Google promises to speed up the web with new image format

Posted by Emma Woollacott

Google has started pushing an alternative to the JPEG image format in a move which it says could speed up the web.

Most of the formats in general use are over a decade old, and the company says that they're consistently responsible for most of the latency users experience. Images make up about 65 percent of the bytes transmitted per web page, with lossy formats such as JPEG the worst offenders.

WebP, says Google, improves matters considerably by using an image compressor based on the VP8 codec that Google open-sourced in May 2010.

"While the benefits of a VP8 based image format were clear in theory, we needed to test them in the real world," says product manager Richard Rabbat.

"In order to gauge the effectiveness of our efforts, we randomly picked about 1,000,000 images from the web (mostly JPEGs and some PNGs and GIFs) and re-encoded them to WebP without perceptibly compromising visual quality. This resulted in an average 39 percent  reduction in file size."

Rabbat says he expects developers to achieve even better file size reduction in practice, when starting from an uncompressed image.

Google is releasing a conversion tool to the new format, and says it hopes to work with broswer and web developers to improve the WebP spec and add native support.
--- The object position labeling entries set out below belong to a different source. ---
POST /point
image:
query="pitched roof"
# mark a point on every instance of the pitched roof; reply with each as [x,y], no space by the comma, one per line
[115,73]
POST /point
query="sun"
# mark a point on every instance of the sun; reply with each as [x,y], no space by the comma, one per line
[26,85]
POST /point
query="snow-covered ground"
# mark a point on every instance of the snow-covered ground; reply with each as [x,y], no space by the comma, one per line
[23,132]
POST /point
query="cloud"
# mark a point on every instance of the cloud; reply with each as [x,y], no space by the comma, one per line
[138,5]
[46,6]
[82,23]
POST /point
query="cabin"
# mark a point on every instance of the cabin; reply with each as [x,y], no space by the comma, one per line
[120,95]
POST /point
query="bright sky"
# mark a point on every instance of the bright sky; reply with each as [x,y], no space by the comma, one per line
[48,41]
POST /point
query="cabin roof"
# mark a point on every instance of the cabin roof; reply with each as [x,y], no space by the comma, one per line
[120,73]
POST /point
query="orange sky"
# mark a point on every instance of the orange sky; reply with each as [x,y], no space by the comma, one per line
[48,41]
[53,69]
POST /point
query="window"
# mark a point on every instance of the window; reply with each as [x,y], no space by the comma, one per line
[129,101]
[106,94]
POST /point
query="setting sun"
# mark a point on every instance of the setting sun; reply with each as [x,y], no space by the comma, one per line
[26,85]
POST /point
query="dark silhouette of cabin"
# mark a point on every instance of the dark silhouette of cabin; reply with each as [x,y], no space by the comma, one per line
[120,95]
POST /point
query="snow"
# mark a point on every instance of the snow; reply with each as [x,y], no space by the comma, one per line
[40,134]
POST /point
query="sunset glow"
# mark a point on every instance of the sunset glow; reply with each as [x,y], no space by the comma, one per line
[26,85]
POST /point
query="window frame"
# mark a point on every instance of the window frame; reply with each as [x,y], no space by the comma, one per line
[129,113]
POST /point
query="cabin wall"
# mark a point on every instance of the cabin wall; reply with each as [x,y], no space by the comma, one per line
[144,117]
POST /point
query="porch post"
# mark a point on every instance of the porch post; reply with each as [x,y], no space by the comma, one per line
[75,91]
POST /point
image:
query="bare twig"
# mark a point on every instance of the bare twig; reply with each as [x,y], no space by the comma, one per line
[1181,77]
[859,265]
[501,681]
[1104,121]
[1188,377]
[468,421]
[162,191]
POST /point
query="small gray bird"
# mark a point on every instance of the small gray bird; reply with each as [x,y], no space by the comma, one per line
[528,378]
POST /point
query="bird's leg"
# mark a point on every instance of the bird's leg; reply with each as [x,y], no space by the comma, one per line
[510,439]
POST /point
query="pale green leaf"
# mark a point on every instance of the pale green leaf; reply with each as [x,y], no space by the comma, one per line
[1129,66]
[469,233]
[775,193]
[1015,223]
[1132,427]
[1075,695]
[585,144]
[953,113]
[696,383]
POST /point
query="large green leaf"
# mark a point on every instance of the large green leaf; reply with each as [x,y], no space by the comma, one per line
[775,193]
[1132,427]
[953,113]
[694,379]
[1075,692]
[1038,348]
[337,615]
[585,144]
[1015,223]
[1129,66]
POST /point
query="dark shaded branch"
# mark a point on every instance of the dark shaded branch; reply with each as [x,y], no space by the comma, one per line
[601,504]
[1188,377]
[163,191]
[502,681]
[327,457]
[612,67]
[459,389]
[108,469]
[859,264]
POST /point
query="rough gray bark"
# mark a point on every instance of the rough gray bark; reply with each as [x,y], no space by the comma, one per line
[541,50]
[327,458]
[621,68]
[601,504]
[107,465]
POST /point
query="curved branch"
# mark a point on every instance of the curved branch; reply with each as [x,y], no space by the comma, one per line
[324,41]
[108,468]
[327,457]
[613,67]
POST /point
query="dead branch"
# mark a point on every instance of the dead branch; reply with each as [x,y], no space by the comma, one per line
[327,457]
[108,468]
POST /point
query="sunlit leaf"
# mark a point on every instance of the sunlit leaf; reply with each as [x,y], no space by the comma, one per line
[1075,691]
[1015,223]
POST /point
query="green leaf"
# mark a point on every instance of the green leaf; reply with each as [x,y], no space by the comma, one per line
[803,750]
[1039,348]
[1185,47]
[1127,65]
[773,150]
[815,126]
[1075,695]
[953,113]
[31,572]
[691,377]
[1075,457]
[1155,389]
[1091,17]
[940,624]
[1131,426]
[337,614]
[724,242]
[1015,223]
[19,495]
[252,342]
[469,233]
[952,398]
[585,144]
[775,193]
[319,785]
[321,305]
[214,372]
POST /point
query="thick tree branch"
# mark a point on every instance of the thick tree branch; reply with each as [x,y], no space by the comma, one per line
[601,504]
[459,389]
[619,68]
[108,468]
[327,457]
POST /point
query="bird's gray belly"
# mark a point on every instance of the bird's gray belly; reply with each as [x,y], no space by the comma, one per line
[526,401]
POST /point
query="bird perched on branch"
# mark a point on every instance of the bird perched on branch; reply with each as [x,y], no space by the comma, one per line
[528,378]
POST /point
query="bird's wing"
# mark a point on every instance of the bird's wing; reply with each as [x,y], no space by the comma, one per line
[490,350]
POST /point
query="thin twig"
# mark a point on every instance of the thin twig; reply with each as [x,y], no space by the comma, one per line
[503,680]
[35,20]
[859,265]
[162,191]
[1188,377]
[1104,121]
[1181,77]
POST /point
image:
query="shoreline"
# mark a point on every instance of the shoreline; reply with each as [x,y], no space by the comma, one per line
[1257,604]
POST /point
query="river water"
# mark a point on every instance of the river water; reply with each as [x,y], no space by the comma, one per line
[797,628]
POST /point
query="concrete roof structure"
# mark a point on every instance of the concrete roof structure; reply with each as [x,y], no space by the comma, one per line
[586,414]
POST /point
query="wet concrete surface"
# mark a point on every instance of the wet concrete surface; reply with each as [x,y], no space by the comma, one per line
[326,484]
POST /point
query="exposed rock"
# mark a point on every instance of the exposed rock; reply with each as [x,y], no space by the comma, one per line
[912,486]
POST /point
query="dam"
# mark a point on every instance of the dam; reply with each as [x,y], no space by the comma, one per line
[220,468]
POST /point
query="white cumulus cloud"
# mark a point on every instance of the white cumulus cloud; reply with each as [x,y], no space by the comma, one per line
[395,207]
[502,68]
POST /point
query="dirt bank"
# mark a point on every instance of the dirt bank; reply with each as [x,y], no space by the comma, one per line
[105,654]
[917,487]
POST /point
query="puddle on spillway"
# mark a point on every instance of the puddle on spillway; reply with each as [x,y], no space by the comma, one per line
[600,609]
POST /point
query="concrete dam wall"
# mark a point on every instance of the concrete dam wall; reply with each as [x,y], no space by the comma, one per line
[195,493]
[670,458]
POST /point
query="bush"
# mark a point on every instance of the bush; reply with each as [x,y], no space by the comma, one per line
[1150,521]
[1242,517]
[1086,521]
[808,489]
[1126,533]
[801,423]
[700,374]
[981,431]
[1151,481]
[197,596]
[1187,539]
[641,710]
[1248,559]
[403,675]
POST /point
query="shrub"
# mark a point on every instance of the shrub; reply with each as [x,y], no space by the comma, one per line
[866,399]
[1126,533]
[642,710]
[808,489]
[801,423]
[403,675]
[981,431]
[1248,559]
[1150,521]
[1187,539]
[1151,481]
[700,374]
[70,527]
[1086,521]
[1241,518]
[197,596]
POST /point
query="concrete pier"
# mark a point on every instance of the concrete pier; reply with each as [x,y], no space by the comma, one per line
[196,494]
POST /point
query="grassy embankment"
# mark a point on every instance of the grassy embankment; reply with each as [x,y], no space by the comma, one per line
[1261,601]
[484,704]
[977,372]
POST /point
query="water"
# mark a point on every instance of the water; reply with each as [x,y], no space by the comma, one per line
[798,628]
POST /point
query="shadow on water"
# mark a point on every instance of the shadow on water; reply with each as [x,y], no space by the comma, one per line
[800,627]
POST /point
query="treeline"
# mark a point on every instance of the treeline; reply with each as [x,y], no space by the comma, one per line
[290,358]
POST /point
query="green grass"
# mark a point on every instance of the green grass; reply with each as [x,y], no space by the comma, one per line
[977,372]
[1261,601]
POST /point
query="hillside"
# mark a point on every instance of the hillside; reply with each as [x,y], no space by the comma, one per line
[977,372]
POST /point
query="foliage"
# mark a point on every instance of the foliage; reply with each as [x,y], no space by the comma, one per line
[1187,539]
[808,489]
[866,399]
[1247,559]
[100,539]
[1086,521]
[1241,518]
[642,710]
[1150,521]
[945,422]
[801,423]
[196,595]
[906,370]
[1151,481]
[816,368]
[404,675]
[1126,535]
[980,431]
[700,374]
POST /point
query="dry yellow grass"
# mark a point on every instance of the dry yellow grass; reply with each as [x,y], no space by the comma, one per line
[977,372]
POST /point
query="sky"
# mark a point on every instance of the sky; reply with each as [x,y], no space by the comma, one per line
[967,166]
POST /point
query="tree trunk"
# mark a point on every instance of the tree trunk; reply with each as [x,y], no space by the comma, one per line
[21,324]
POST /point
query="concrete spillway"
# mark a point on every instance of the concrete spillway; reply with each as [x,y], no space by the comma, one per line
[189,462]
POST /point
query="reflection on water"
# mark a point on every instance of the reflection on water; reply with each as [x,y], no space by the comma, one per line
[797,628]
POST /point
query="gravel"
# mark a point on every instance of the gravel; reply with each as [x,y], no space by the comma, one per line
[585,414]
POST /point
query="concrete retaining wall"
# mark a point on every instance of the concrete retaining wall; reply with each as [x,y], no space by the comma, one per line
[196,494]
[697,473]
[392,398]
WebP images can't be viewed until browsers support the format, but Microsoft says it's developing a patch for WebKit to provide native support for WebP in an upcoming release of Google Chrome. It also plans to add support for a transparency layer, or alpha channel, in a future update.

Google's released a series of images for comparison, here. But many observers are already suggesting that WebP offers little improvement over existing formats.

"With several other formats already available which offer similar advantages, what we need is better browser support, not another format to deal with," reads one comment on the Chromium blog.

"With two competing successors to JPEG and no real fallback options, developers will basically be forced to use neither and stick with JPEG."